Well, come on. Eleven freakin’ million. That’s about the same as the average parliamentarian’s annual pension or the sum that was turned down by NHL hockey bozos.
But, you can’t argue with the minds that percolate in the town with the worst climate in the world.
So, what it all means is that as legal tender the penny is kaput. So, if something has a price list of $1.23 per lb (pardon, per kilogram, I keep forgetting this is Canada) it will from today be $1.25 (in both weight systems). If it is $1.22 or $1.21 it will then be a mere $1.20 until they jack the price up to $1.23 after a few hours so that they can nab 2 extra cents from you.
As much as I sometimes curse the wretched things – especially when I am at a till with Wendy and she insists rather than handing over a $10 bill for something that costs $2.25, that I utilize the 8 and a half pounds of change in my pocket. This invariably leads to me accidentally dumping a few hundred pennies on the floor and prompts the frustrated guy behind me to tap the sidearm he’s carrying as a warning.
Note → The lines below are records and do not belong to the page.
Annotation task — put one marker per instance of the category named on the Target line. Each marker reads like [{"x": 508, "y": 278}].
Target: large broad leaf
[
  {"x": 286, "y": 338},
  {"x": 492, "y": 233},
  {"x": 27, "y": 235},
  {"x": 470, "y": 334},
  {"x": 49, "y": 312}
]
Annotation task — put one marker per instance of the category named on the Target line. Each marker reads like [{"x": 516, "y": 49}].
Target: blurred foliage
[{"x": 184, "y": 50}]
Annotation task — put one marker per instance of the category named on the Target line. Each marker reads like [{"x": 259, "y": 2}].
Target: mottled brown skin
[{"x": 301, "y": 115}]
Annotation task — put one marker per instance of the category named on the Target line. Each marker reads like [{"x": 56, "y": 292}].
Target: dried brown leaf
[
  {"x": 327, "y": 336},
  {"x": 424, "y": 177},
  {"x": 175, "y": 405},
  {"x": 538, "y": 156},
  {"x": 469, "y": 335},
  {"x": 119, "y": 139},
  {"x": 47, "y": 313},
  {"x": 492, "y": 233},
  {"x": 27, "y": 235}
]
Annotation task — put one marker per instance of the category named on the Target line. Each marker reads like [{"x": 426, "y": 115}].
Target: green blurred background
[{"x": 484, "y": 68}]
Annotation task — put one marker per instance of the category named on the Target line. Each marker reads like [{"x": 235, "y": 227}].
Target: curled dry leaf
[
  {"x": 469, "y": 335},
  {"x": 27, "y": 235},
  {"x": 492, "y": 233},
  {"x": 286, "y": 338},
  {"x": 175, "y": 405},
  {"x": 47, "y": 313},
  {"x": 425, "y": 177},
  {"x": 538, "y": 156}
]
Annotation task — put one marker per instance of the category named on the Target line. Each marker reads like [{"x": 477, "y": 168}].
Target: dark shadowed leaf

That notwithstanding, and as I said, as much as I curse the penny, I’ll miss it. When I was a child, for example, you could get 3 jawbreakers for a penny; a nickel plus two of them would get you a Coke. In other words, in its day, it was currency.
And consider our mythology built around that humble coin:
- the aforementioned ‘pennies from heaven’
- in for a penny, in for a pound
- penny carnival
- look after your pennies and the dollars will care for themselves
- penny-farthing bicycles – well, I guess they’re a bit passé, too.
- Penny Lane
- Spending a penny
And what of all the girls named Penny? Are they to change their names to Nickel? Just doesn’t work.
O, brave new world – sigh!
You’ll have to forgive the gratuitous photo of actress Kaley Cuoco at the top of the page. You see she plays ‘Penny’ on Big Bang Theory and she’s just a whole lot cuter than a plain old Canadian copper.